Thursday, November 23, 2006


You know how sometimes people say things in code, as a way of saying something and thus fulfilling a social obligation, but managing to not explicitly saying what they really think? Like when faced with a friend with a truly ridiculous and tragic hairdo, you say "Wow! You got your hair cut." The trick is to state a fact in a positive enough tone of voice that a compliment is inferred but not actually articulated. If you hate the hairdo, you're not lying and saying you like it, nor are you rudely disabusing your friend of the notion that she looks like a cooler Joan Jett, updated for the new millenium.

Herewith some examples from our own family life.

"Your house really has character!"
As far as I can figure, this means, "your house is really (old | squeaky | oddly-shaped | weirdly renovated by seven separate owners) and I would thus never live here." We hear this a lot from suburban relatives and small-town relatives. Our house is in fact nearly a 100 years old, but more in an affordable-labourer-housing way than in a chic-Victorian-bourgeois-gingerbread way. And it squeaks, features weird angles and not-quite-square doors, and has indeed seen some interesting and not altogether coherent renos in its long life-span. We love it, but you can almost smell the disdain from those people (mostly relatives) who make this comment on our house. A variation on this theme from my mother: "Well, you'll be living here a long time ...", which means that surely the budget and fortitude for a proper reno will eventually tidy it all up.

"You're really in the thick of things here!"
This is another house comment, and this means "you live on a really busy street a stone's throw from downtown. Eww! The noise! The smells! The sketchy people walking by!" I think we'll have the last laugh here, as the abandoned factory our guest room overlooks is being overhauled into a chic loft / retail / office development, and a Starbucks just opened up a block and a half away from us. Sure the traffic is loud. I wear earplugs to bed, because our master bedroom overlooks the street. But I love walking everywhere with Miss Baby, and as she has a 2-hour wakefulness window, I'm grateful we can go out and be back in that timeframe. And it's really cool to watch all the joggers and foot-commuters and students troop past our house--it feels vibrant.

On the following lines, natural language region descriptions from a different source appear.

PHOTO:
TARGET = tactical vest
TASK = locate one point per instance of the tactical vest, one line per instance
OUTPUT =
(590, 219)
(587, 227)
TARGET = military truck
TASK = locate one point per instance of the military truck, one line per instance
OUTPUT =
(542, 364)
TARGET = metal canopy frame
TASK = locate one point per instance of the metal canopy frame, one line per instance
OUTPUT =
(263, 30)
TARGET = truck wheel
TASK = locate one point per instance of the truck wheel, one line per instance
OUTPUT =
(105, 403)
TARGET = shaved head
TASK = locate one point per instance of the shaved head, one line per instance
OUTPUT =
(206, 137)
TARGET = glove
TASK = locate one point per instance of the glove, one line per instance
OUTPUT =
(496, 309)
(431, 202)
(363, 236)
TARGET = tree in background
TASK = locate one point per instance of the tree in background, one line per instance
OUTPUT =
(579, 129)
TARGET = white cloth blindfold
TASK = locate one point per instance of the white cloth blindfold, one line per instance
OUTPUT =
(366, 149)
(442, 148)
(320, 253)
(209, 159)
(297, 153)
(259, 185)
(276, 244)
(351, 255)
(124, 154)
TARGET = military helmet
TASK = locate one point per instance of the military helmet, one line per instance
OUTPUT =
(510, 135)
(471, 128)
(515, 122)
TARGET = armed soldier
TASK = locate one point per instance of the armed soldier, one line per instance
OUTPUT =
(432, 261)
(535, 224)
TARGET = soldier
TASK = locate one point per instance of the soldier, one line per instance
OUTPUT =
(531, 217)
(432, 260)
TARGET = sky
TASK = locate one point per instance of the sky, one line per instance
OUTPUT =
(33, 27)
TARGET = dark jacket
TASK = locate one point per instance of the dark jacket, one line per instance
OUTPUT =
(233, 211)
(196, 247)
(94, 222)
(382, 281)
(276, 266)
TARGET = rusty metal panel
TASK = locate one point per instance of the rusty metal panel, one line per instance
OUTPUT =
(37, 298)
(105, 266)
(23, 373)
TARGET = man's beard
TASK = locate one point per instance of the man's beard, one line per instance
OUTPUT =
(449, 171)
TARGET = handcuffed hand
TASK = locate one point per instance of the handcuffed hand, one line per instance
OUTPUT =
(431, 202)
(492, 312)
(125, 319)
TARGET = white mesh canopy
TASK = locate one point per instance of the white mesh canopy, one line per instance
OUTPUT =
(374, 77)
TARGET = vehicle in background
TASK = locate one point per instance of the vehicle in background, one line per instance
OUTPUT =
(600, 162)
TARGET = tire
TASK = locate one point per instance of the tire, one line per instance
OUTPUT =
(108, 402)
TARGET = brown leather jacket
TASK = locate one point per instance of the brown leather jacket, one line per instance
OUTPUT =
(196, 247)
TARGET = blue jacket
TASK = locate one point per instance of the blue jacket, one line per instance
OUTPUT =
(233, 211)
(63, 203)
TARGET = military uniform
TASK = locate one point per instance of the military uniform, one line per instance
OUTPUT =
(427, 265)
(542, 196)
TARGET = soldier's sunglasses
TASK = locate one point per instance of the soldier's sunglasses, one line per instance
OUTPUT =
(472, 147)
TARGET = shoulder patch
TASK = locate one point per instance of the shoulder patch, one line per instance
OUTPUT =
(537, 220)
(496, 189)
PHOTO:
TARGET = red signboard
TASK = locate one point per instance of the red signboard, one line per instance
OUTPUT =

"You're so lucky to have a husband like Pynchon!"
Now, don't get me wrong: I feel very very lucky. I'm in love with a wonderful man who loves me back, understands how important my career is to me, who is truly enlightened about the skills and work of marriage, and who is almost entirely ego-free. But somehow, the inference is that he's some sort of gift dropped from the sky onto undeserving me--like we don't work at being lucky to have each other. Or that what he brings to our marriage--compassion, silliness, an even split of housework and childcare--is unusual and noteworthy. Naomi Wolf, in her book on pregnancy, wrote how, as a culture, we tend to congratulate the father who tends to a crying child during a dinner party, while if the mother were to undertake the same action, it would go unremarked. Interesting. Actually, I shouldn't complain about this. I really am lucky, no matter how you slice it. Word out to The Dada!

Ok. All of those I can decode. The one that has me stumped is what total strangers always offer about Miss Baby ...

"My! Is she ever alert!"
I would guess this is code for "your baby never sleeps", but how would they know that? If she's awake, she is, as a matter of course, alert, right? Perhaps this refers to the look of mischief she tends to manifest. The way she lifts her eyebrows really high, the better to crane her head out towards the world. It just freaks me out a little that the word everyone uses is 'alert'.

By alert, of course, you mean 'attuned to political happenings in my community, right?

Hey! You know what else they say?

"Wow! Look at her hair!"
I guess that kinda brings us back to where we started, eh? Teehee ...

The Mama forced me to do this ...

1 comment:

Alpha Dogma said...

Oooh, another Naomi Wolf reader! Misconceptions should be mandatory for all expectant mothers.

As the mother of bald headed boys, I often comment on baby hairdos. Out of jealousy.

And for me 'alert' is code for "your baby looks really healthy and happy and please let me assuage you of any paranoia because in my humble lay-person-worry-wart-opinion, she is developmentally on track."

I live in a early 70s bungalow in a town with only 10 house plans. Wanna trade? Please. You are living my dream lifestyle!